Читаем Химеры полностью

Обстоятельства шотландца были все-таки не слишком хороши, перспективы – неясны, добытая столькими усилиями слава – неудовлетворительна. Ах, несравненный Крайтон! изумительный! великолепный! admirable! Как если бы он был аттракцион шоу-бизнеса. Не всесторонне развитая личность – мечта человечества (и Чехова), – а бродячий цирк с поющим слоном.

В общем, он согласился. Принял предложение. Остался.

В Мантуе так в Мантуе. Ненадолго. Навсегда.

Был зачислен в свиту принца. Все шло вроде бы недурно. И дамы, как повсюду и всегда, влюблялись пачками. Сам он не думаю, чтобы решился на поступок непедагогичный. То ли не успел разобраться, которая чья. То ли сплетня пробежала как кошка.

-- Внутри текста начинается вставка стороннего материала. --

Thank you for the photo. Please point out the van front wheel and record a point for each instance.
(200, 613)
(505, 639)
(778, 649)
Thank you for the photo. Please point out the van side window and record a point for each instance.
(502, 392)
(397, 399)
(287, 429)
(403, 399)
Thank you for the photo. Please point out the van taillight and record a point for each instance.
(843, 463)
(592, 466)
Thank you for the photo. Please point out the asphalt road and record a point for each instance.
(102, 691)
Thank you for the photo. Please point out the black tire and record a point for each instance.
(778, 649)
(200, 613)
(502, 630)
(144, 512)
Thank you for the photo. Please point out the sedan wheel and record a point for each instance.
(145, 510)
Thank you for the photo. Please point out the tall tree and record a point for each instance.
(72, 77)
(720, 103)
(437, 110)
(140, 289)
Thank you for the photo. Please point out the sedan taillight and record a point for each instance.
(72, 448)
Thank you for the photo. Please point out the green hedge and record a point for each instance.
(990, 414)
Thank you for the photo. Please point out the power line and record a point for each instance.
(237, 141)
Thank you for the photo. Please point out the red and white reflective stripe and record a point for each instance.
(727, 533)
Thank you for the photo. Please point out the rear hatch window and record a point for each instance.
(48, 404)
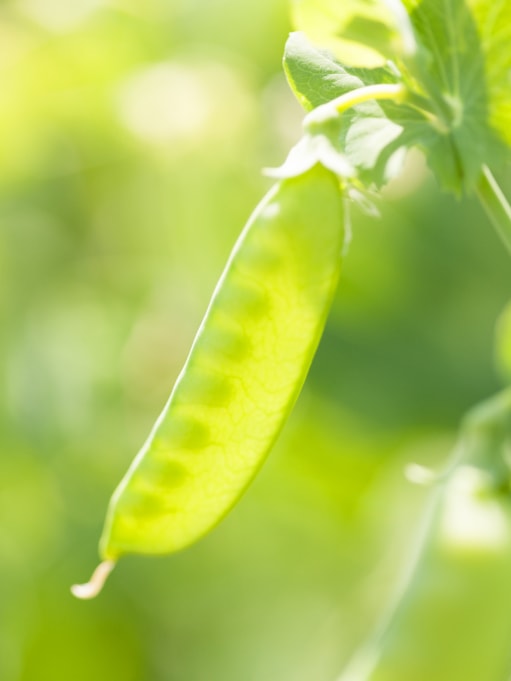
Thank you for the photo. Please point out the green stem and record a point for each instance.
(333, 109)
(495, 204)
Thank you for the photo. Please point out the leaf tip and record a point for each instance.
(95, 584)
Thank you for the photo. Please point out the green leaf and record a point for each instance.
(362, 33)
(453, 76)
(372, 136)
(493, 21)
(461, 73)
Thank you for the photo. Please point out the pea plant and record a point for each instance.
(376, 78)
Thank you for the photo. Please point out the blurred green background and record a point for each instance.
(131, 140)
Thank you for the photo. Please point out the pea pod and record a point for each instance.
(452, 621)
(242, 376)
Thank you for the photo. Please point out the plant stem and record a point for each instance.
(495, 204)
(337, 106)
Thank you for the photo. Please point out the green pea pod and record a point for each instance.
(242, 376)
(452, 621)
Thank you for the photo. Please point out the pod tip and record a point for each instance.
(92, 588)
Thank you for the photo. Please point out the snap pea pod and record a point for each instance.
(452, 621)
(242, 376)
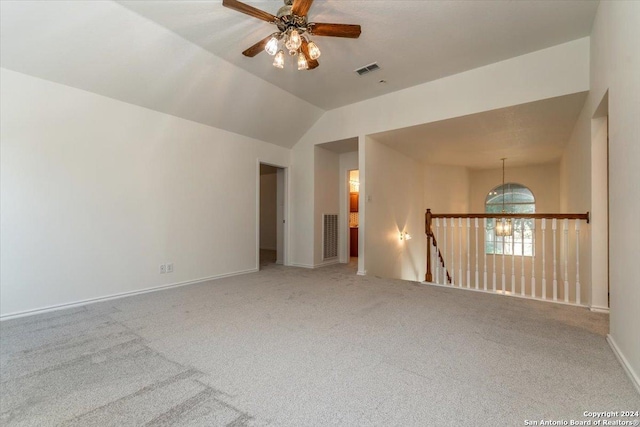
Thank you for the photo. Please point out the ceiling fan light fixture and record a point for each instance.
(302, 62)
(294, 39)
(314, 51)
(278, 61)
(272, 46)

То ли вообще это даже не слух, а позднейшая гипотеза.

3 июля (1582) ночью в переулке налетели с обнаженными шпагами трое (четверо? пятеро?) в масках. Двоих (троих? четверых?) уложил за полминуты. А еще через полминуты сам рухнул на угловатый мантуанский булыжник. И слушал, как насвистывает, удаляясь, его убийца.

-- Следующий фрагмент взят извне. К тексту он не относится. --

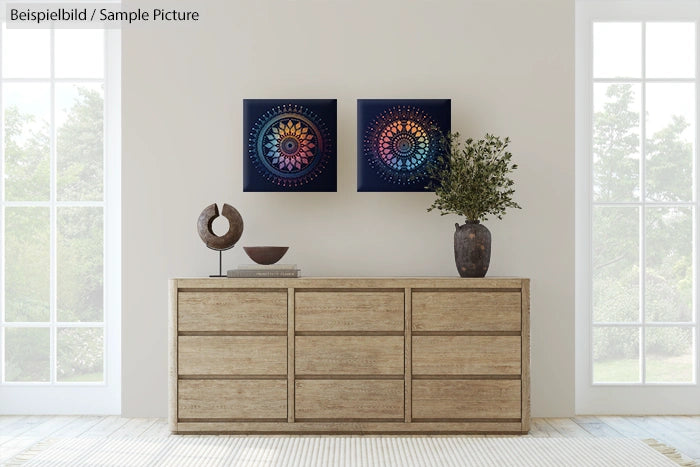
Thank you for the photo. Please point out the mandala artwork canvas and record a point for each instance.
(289, 145)
(397, 139)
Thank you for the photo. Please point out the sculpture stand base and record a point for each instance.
(220, 270)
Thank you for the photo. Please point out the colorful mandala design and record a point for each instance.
(289, 145)
(399, 143)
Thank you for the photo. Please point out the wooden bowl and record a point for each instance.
(265, 254)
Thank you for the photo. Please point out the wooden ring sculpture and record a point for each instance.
(235, 227)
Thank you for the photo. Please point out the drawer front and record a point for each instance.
(466, 311)
(451, 399)
(466, 355)
(232, 311)
(348, 311)
(231, 399)
(348, 399)
(349, 355)
(232, 355)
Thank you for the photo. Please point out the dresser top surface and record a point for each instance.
(354, 282)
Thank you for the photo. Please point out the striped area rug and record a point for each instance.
(329, 451)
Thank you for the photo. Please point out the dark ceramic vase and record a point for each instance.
(472, 249)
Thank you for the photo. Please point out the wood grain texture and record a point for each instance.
(355, 355)
(353, 283)
(291, 319)
(172, 355)
(525, 354)
(232, 311)
(350, 399)
(408, 374)
(214, 399)
(347, 355)
(232, 355)
(466, 399)
(349, 311)
(465, 355)
(466, 311)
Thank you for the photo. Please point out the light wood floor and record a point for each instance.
(19, 433)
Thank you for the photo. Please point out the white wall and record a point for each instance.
(508, 67)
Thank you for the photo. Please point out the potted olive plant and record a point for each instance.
(471, 179)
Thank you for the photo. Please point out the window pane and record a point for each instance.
(27, 258)
(616, 148)
(27, 354)
(79, 145)
(27, 143)
(79, 268)
(669, 265)
(79, 354)
(669, 355)
(615, 355)
(615, 264)
(617, 50)
(670, 50)
(670, 135)
(17, 45)
(79, 53)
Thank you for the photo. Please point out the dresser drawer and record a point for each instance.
(232, 355)
(232, 399)
(349, 355)
(466, 355)
(232, 311)
(349, 311)
(466, 311)
(452, 399)
(349, 399)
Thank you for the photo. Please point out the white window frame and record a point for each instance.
(99, 398)
(622, 398)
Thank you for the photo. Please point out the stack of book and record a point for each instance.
(261, 270)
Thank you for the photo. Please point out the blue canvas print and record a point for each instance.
(396, 140)
(289, 145)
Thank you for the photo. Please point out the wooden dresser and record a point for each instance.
(350, 355)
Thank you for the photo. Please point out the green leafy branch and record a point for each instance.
(471, 178)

Написано про Джеймса Крайтона в одной из энциклопедий: «находясь на вершине славы и успеха, погиб в банальной стычке на улице города».

Ну в точности как Меркуцио. Такая же неудача.

29

Да не такая.

Крайтон поднялся на ноги и добрел до лавки аптекаря.

Ну вы помните: крохотное помещеньице в полуподвале, мигающая свеча, с потолка свисают панцирь огромной черепахи, чучело крокодила…

И кожи всяких страшных рыб; на полкахСклад нищенский пустых коробок, склянок,Зеленых глиняных горшков, бичевок,Семян, засохших розовых пастилок…

Переведено, что называется, спрохвала. Как, впрочем, и написано: точно ли коробки пустые, горшки зеленые, а пастилки розовые, – и кому это интересно? уж не Ромео ли, только что получившему известие о смерти Джульетты? Но это все пустяки, а важно, что мантуанский аптекарь, чья жизнь, по мнению Ромео, не стоила сорока золотых:

Я вижу голод на щеках увядших.В глазах – немую скорбь и угнетенность,А за спиной – презрение и бедность.Не друг тебе – весь мир, не друг – закон…

Отчаянный этот фармацевт (учился же он где-то чему-то; и вот – осмеливается жить – безоружный, дверь нараспашку – в городе убийц, в эпоху убийств) пересказал следователям заявление, сделанное окровавленным Крайтоном в ту ночь.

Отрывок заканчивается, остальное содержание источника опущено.